Elkins, who was named professor of history at Harvard last July, had spent several days in January in the East African nation, talking with officials and potential donors as part of her efforts to design and secure study abroad opportunities and internships for Harvard undergraduates in Africa.
Though opportunities for overseas study have proliferated at Harvard in recent years, Africa is still underrepresented, Elkins said. This is a problem, she said, at a time when student interest in the continent — in its languages, people, history, and modern challenges — is growing.
“By and large, my compass is what students want,” Elkins said. “So if we don’t respond, we should go home. That’s what we’re here for.”
Elkins has spent a lot of time in Kenya. She’s an authority on post-colonial violence, particularly involving the British against independence-minded Kenyans during the Mau Mau uprising in the 1950s.

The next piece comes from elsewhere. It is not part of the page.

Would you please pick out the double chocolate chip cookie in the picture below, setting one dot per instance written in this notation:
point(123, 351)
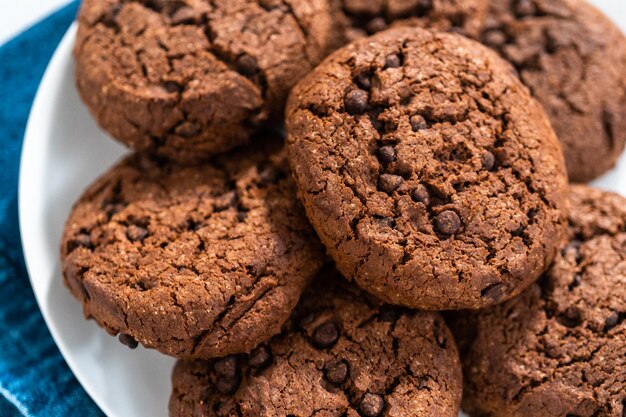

Her book “Imperial Reckoning: The Untold Story of Britain’s Gulag in Kenya” won the Pulitzer Prize for general nonfiction in 2006. Elkins conducted hundreds of interviews and sifted through mountains of paperwork in compiling the book, a process in which she is again engaged for her next project: an examination of the broader process of decolonization that the British Empire went through after World War II.
For her latest project, Elkins has traveled extensively to former British colonies, including the old Palestine and Malaya, as well as Zimbabwe and South Africa, and London. Though power structures, and their dismantling, are important in telling the story, Elkins is just as interested in the people who populated those structures. She is interested in what life was like in those times, but also in the influence of unheralded individuals, such as British officers active in counterinsurgency operations. These men traveled from colony to colony and may have spread repressive techniques across the disintegrating empire, ultimately influencing even American strategies in Vietnam.
Elkins’ passion for history began young. She grew up in New Jersey and remembers being fascinated with how things were different 100 years earlier and how they evolved to now. She was particularly interested in people’s roles, and how the ordinary stresses of life affected decisions that might have far-reaching consequences.
As an undergraduate at Princeton University, she took an African history course, traveled to the continent, and was hooked. After graduating, she worked on Wall Street and then entered graduate school at Harvard. “Imperial Reckoning” grew out of her doctoral work on the history of women in Kenya. While conducting that, she came across horrible stories of women detained in a British camp system that she had never heard about. She finished the book while a fellow at the Radcliffe Institute for Advanced Study, and was the Hugo Foster Associate Professor of African Studies when “Imperial Reckoning” was published.
In addition to her research and teaching responsibilities, Elkins serves as chair of the Committee on African Studies, a University-wide body responsible for coordinating Africa-related activities. As chair, Elkins said, she feels a responsibility to increase the opportunities for African scholarship for students, which has drawn support from Harvard’s administration. She is collaborating with the African and African American Studies Department and the Du Bois Institute for African and African American Research. She’s also working with the Kenya National Museum and the Kenya Oral History Center, which she co-directs, to augment the history wing of the Kenya National Museum, which was renovated a few years ago.
“It’s fabulous, beautiful. They did a great job, but the din of silence from the history wing is notable,” Elkins said.
Elkins is hoping that Harvard students can play a role in furnishing the exhibit, and fostering exchanges that have Kenyan scholars coming to the University. Between her research and her efforts at building academic collaborations with Kenyan institutions, Elkins logs a lot of airplane time. Though modern technology has brought the world closer, there is still no substitute for face-to-face meetings to get things done, she said.
“At the end of the day, the whole point is to get students there in a more systematic kind of way,” Elkins said.